ZFoto: Tirto ID |
Disalin dari kiriman FB Subarjo Ahmad
Sejarah Hidup Sultan Nuku dan Kekalahan VOC di Perang Tidore
Sultan Nuku (1797-1805 Masehi) memimpin Kesultanan Tidore dan berulangkali mengalahkan VOC atau Belanda.
tirto.id - Sejarah hidup Sultan Nuku (1797-1805 Masehi) amat heroik. Memimpin Kesultanan Tidore di Maluku Utara, ia berulangkali mengalahkan VOC atau Belanda. Sultan Nuku tak pernah kalah.
Lahir pada 1738 dengan nama Muhammad Amiruddin di Soasiu, Tidore, Maluku Utara, Pangeran Nuku adalah pangeran putra kesayangan Sultan Muhammad Mashud Jamaluddin yang bertakhta sejak 1757.

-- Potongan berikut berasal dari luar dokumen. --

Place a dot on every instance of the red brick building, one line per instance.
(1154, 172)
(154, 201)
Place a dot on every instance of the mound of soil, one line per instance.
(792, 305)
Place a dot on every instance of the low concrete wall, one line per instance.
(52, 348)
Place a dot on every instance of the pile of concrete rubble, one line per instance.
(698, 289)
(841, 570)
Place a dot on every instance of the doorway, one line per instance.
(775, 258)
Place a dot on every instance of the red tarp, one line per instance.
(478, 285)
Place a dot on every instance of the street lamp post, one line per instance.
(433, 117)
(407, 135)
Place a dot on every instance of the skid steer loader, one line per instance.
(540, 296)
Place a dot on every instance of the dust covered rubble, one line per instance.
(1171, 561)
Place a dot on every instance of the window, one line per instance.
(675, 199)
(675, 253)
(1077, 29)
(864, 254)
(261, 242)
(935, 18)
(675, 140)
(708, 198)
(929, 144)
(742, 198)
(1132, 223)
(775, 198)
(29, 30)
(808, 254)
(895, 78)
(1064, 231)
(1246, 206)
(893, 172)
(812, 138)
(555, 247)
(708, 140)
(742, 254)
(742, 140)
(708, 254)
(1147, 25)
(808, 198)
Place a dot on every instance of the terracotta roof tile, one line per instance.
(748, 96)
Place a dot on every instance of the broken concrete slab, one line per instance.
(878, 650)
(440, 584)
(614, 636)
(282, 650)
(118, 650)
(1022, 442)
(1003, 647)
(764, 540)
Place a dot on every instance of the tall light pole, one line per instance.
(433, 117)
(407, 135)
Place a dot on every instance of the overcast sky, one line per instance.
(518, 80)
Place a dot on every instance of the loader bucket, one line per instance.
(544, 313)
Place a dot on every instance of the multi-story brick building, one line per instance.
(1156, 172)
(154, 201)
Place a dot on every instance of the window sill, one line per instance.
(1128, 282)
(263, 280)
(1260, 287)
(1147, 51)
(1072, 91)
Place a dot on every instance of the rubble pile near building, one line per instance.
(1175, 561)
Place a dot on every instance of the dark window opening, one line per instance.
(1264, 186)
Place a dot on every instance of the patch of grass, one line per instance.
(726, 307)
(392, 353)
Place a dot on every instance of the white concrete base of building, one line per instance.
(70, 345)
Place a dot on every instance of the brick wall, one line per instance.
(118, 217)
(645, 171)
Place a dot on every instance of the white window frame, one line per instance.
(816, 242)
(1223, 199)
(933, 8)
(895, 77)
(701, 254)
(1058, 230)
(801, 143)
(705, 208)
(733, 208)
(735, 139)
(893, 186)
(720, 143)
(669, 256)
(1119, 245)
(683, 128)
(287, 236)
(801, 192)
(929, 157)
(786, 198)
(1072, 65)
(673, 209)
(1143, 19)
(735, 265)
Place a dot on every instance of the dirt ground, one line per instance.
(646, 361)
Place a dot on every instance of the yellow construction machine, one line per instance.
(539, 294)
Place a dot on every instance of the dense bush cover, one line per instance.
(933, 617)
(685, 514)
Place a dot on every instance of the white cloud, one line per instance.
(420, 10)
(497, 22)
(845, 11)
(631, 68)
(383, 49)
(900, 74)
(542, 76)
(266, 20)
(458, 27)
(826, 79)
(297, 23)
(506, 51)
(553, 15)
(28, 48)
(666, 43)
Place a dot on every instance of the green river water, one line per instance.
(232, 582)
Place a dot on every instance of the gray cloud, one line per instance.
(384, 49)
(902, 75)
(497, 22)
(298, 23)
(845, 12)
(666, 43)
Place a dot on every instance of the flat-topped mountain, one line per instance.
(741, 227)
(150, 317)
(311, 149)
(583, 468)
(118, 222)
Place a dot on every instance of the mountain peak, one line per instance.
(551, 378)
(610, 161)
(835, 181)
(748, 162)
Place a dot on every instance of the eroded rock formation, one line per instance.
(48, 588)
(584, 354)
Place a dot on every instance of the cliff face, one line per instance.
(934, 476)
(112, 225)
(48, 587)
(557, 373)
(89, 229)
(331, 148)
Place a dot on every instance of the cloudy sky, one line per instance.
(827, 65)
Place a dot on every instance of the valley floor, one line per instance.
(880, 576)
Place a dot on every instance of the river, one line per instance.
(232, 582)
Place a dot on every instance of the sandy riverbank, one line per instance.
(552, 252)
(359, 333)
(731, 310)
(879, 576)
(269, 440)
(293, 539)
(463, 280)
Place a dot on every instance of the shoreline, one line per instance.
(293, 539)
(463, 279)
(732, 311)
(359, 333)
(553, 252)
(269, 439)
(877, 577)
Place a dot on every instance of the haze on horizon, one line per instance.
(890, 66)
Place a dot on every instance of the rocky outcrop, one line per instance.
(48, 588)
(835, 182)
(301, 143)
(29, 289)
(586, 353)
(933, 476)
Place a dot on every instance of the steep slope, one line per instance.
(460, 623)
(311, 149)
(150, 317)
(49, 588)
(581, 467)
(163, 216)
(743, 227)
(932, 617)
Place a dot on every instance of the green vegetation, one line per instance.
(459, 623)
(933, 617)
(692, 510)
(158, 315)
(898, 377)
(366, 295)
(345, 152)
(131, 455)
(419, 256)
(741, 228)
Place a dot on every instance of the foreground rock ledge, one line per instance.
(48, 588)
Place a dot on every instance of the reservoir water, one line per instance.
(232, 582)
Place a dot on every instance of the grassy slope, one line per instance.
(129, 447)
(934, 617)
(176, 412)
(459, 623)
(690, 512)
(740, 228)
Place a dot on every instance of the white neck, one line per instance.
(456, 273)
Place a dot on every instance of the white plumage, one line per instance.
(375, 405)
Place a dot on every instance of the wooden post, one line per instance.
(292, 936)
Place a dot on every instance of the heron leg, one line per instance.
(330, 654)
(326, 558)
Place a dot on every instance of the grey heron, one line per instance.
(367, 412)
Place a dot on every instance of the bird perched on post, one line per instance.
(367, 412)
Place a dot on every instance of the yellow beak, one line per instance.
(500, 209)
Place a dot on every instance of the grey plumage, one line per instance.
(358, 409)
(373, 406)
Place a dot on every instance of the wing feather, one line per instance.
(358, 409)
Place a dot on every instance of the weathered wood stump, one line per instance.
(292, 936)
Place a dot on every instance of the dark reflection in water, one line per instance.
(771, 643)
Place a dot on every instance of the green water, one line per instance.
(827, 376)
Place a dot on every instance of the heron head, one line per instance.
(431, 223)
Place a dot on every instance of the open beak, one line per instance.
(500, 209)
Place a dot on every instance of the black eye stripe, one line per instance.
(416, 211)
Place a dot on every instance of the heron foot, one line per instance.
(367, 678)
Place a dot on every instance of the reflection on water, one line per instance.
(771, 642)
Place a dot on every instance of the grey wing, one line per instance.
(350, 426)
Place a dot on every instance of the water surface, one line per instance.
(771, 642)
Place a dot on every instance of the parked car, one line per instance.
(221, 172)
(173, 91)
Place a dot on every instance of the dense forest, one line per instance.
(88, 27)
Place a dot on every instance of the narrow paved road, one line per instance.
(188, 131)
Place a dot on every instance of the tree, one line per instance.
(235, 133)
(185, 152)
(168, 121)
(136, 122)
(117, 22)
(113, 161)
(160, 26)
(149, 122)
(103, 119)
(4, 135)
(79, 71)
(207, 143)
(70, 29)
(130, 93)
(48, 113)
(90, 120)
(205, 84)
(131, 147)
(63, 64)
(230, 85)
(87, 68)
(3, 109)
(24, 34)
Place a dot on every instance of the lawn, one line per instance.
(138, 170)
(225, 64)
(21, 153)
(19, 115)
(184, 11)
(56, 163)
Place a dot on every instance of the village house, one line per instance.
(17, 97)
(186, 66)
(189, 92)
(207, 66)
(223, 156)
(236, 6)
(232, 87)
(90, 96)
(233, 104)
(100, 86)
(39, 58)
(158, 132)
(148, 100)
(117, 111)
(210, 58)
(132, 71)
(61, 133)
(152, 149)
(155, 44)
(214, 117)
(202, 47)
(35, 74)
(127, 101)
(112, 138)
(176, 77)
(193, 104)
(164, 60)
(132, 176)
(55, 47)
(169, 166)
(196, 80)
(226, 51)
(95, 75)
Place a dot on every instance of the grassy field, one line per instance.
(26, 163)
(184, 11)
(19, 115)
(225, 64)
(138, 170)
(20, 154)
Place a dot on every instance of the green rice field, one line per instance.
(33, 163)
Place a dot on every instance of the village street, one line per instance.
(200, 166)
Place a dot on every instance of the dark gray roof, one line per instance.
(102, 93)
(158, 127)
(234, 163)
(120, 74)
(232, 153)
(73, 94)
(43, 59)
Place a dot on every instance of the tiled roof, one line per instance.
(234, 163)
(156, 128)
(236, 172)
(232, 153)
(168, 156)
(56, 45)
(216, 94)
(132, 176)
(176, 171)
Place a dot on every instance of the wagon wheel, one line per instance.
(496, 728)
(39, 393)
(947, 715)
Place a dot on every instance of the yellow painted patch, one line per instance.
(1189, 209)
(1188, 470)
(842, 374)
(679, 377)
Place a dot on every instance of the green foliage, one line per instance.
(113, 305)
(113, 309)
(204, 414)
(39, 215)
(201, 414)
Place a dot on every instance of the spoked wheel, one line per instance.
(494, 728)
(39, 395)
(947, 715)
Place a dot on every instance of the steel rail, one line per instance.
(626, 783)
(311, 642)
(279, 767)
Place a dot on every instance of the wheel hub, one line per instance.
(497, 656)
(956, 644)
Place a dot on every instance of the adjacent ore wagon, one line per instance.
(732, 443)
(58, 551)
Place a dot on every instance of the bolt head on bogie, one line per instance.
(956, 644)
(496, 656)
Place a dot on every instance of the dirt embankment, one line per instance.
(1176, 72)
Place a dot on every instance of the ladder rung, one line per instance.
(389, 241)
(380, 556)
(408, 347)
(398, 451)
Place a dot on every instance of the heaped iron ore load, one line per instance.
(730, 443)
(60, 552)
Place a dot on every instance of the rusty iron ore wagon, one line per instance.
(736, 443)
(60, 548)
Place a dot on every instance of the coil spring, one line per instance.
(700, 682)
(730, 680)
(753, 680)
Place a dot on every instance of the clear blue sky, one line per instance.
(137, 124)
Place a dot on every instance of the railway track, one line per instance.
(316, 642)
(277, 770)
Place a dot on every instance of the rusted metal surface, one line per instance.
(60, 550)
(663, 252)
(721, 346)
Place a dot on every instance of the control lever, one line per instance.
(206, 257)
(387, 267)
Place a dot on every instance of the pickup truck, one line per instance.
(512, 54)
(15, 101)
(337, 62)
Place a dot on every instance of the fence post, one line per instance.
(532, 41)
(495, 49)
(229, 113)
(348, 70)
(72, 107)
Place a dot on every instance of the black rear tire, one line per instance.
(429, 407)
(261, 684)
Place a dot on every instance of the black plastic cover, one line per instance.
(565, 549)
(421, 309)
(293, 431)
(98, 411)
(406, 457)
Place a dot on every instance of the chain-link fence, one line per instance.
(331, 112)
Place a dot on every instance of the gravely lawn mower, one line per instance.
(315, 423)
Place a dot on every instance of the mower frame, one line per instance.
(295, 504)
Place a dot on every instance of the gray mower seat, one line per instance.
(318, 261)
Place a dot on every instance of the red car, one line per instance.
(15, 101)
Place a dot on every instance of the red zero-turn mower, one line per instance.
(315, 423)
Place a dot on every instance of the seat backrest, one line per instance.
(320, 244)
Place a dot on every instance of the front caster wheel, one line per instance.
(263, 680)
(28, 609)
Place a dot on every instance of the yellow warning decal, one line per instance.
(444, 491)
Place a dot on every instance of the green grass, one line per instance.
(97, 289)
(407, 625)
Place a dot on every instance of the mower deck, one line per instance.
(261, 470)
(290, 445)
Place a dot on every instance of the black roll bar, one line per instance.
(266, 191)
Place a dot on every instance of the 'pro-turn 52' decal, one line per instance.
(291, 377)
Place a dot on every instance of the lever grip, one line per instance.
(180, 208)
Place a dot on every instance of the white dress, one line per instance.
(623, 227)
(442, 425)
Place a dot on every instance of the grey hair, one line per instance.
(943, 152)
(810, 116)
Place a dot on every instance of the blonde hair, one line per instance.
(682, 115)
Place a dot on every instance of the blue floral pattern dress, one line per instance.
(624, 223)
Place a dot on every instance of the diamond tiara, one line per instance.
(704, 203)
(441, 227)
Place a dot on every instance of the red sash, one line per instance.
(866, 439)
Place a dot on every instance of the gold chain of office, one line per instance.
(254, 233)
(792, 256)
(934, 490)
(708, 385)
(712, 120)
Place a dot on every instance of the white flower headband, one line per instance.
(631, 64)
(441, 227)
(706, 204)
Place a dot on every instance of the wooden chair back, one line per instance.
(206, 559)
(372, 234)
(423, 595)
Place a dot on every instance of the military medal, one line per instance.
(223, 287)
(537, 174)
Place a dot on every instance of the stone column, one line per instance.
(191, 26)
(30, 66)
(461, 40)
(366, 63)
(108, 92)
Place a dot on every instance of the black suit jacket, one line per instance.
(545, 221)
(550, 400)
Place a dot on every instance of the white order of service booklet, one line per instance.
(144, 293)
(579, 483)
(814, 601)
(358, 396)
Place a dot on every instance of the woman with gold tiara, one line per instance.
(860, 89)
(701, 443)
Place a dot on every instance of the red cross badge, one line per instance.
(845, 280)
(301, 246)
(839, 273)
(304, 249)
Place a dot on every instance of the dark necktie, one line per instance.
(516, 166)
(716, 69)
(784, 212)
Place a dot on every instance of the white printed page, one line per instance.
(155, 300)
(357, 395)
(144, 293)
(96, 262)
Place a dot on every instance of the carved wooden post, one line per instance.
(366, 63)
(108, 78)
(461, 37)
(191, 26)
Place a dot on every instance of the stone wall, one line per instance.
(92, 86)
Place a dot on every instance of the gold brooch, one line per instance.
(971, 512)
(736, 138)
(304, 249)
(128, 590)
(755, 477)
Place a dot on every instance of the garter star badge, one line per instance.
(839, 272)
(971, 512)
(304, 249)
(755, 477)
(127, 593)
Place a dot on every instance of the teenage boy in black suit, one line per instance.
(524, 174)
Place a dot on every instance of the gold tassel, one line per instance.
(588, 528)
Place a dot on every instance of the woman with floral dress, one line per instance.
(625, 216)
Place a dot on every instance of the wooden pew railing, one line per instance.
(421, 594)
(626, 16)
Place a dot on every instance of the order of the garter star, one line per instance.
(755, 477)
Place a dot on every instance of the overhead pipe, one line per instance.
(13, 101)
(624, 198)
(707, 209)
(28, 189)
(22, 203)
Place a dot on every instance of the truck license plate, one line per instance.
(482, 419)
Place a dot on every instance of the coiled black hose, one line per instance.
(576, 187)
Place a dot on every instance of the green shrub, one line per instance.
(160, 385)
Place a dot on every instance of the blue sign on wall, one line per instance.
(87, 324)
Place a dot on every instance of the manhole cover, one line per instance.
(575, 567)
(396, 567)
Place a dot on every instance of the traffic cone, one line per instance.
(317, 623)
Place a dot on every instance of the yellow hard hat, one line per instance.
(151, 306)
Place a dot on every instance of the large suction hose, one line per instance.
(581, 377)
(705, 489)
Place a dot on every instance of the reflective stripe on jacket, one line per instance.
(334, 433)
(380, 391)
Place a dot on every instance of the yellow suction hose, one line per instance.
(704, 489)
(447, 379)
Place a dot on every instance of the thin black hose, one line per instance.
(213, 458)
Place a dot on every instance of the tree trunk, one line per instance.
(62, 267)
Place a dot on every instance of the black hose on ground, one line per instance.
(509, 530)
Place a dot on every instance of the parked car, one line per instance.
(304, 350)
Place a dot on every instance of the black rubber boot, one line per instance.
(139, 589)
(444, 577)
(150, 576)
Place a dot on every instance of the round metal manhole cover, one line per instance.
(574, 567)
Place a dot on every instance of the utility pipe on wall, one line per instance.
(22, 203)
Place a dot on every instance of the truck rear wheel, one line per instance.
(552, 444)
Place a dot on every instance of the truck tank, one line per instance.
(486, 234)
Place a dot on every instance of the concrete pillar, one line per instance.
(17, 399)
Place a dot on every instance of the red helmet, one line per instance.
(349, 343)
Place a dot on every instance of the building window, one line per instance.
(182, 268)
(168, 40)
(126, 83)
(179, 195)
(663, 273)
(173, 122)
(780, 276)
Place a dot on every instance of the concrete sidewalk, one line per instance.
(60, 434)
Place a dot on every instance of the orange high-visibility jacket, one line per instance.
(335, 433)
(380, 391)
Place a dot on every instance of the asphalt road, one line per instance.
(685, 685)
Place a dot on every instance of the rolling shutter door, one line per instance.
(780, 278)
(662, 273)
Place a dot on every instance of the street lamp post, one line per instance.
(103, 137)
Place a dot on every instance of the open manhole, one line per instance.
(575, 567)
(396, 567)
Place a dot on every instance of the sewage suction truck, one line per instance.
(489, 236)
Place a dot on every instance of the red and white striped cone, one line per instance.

Tanggal 11 November 1781, Pangeran Nuku diangkat sebagai pemimpin oleh para pendukungnya di tanah pelarian, Halmahera bagian selatan, dengan gelar Sri Maha Tuan Sultan Amiruddin Syaifuddin Syah Kaicil Paparangan.
Nuku tidak hanya dibantu oleh raja-raja kecil di sebagian kawasan Indonesia timur saja. Ia juga melibatkan orang-orang Mindanao (kini termasuk wilayah Filipina).
Gelar “Kaicil Paparangan" berarti “Raja Perang" tersemat dalam nama Nuku. Itu berarti bahwa Nuku siap berperang demi menuntut haknya dan mengusir kaum penjajah dari Maluku Utara
Perlawanan Nuku Terhadap Belanda
Pada 1783, pasukan Nuku menyerbu pos Belanda di Halmahera dan memperoleh hasil gemilang.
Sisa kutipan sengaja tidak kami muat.